Myology 2005 - Tuesday, May 10th -
Plenary lecture "Heart cell lineage
diversification in physiology and disease : the islet-1 cardiovascular
progenitor story
The heart is composed of diverse muscle and non-muscle
cell lineages: atrial/ventricular/conduction system/smooth
muscle myocytes, endocardial/endothelial, and valvular. Congenital
heart diseases can arise from defects in the pathways for
heart lineage specification (Pashmforoush et al, Cell 2004),
and human degenerative diseases can arise in a subset of ventricular
and pacemaker cells, (for review see Chien and Karsenty, Cell,
2005). The pathways that guide heart cell lineage diversification
are relatively obscure, as the primordial heart precursor
cells have not been clearly identified. Recently, we reported
the identification of isl1+ cardiac progenitors in post-natal
rat, mouse, and human heart muscle (Laugwitz et al Nature,
2005).
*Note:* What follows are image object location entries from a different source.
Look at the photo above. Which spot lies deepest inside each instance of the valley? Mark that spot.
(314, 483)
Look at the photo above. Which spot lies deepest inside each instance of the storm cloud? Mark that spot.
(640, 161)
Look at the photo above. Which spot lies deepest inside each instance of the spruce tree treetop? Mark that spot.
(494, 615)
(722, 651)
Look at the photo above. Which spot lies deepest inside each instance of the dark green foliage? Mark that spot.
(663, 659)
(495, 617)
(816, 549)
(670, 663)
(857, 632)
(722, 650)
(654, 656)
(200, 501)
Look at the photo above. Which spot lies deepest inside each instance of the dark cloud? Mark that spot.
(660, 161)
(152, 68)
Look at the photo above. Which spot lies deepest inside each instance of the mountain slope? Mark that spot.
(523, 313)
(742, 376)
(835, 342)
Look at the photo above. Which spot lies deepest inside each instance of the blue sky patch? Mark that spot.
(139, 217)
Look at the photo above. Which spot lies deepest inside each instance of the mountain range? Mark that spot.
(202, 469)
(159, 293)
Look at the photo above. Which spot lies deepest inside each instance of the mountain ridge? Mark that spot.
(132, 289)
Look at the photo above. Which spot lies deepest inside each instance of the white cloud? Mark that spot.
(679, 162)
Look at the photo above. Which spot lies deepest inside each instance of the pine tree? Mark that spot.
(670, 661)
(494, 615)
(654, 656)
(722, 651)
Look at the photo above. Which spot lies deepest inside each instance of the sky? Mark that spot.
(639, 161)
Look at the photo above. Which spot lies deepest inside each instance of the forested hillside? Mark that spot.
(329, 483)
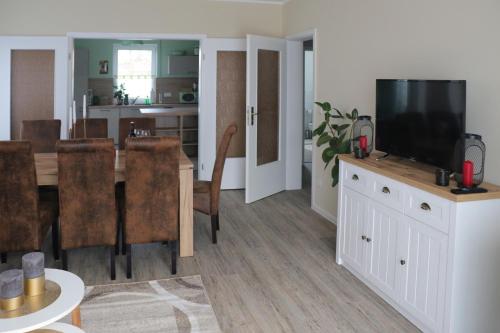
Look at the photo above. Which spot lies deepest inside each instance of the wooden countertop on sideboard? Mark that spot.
(419, 175)
(143, 106)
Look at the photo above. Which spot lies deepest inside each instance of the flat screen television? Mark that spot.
(420, 119)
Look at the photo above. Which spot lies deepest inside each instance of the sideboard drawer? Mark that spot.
(428, 208)
(388, 192)
(357, 178)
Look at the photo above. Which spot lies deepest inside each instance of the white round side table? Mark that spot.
(72, 292)
(62, 328)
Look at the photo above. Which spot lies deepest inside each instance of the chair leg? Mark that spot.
(124, 245)
(129, 261)
(173, 257)
(55, 239)
(117, 245)
(112, 262)
(64, 255)
(214, 228)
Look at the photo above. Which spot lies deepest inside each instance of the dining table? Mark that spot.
(46, 171)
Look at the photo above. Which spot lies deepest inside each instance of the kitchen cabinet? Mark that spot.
(113, 116)
(183, 65)
(130, 113)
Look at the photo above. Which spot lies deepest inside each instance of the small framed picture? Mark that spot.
(103, 67)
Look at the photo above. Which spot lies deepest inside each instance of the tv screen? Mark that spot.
(420, 119)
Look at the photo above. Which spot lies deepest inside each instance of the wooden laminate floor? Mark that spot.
(273, 270)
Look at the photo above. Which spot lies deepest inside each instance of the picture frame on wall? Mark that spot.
(103, 66)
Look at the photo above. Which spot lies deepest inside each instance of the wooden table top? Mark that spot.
(46, 167)
(418, 175)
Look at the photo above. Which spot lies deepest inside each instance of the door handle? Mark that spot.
(252, 115)
(425, 206)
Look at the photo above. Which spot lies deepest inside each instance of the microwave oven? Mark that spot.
(188, 97)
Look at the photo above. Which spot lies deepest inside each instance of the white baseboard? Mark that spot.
(327, 215)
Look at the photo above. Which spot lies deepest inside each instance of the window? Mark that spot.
(135, 68)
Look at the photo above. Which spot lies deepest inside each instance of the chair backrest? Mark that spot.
(94, 128)
(140, 123)
(87, 206)
(43, 134)
(19, 217)
(152, 189)
(219, 167)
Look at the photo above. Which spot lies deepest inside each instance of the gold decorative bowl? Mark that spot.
(35, 303)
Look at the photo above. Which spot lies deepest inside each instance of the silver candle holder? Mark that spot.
(34, 273)
(11, 290)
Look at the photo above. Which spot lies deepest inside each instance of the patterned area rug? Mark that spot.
(173, 305)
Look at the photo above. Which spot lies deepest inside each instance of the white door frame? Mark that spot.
(295, 110)
(234, 169)
(202, 130)
(60, 47)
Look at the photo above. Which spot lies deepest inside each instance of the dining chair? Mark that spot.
(140, 123)
(94, 128)
(206, 194)
(26, 215)
(43, 134)
(86, 178)
(151, 207)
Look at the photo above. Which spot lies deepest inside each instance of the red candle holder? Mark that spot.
(468, 174)
(363, 143)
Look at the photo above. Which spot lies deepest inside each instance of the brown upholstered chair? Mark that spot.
(25, 215)
(95, 129)
(151, 194)
(206, 193)
(43, 134)
(140, 123)
(88, 217)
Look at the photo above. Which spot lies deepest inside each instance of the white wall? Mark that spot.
(60, 46)
(217, 19)
(361, 41)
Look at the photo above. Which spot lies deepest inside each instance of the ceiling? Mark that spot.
(271, 2)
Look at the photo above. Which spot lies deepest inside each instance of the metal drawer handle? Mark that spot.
(425, 206)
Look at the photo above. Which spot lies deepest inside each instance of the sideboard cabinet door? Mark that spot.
(353, 219)
(422, 253)
(381, 248)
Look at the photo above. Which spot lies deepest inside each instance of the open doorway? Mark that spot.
(308, 108)
(123, 76)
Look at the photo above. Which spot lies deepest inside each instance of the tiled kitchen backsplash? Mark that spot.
(104, 88)
(174, 86)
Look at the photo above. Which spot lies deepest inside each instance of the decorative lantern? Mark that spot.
(470, 149)
(363, 135)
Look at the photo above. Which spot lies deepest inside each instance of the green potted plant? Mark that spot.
(334, 136)
(119, 93)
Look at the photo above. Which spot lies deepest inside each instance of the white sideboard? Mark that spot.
(434, 256)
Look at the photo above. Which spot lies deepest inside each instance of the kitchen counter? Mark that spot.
(170, 111)
(143, 106)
A cardiac mesenchymal feeder layer drives progenitor
cell renewal, maintaining their triggered differentiation
into fully mature cardiomyocyte phenotype in the absence of
cell fusion. A tamoxifen-inducible Cre/lox system allows selective
in vivo marking of this progenitor cell population and purification
by FACS analysis. In lineage tracing studies with islet-cre
knock-in mice, the islet precursors represent master heart
progenitors that give rise to all of the major muscle and
non-muscle cell lineages, e.g., SA nodal, venous and coronary
arterial endothelial/smooth muscle, and valvular. Utilizing
mouse ES cells that harbor a knock-in of LacZ into the Isl-1
locus, there is now the feasibility of isolating isl1+ cardiac
progenitors from mouse and human ES cell systems during in
vitro cardiogenesis. This system should allow the rapid and
direct identification of the pathways which guide the formation,
renewal, and diversification of islet master heart progenitors
into distinct heart cell lineages, and forms a biological
foundation for the tissue engineering of specific heart components.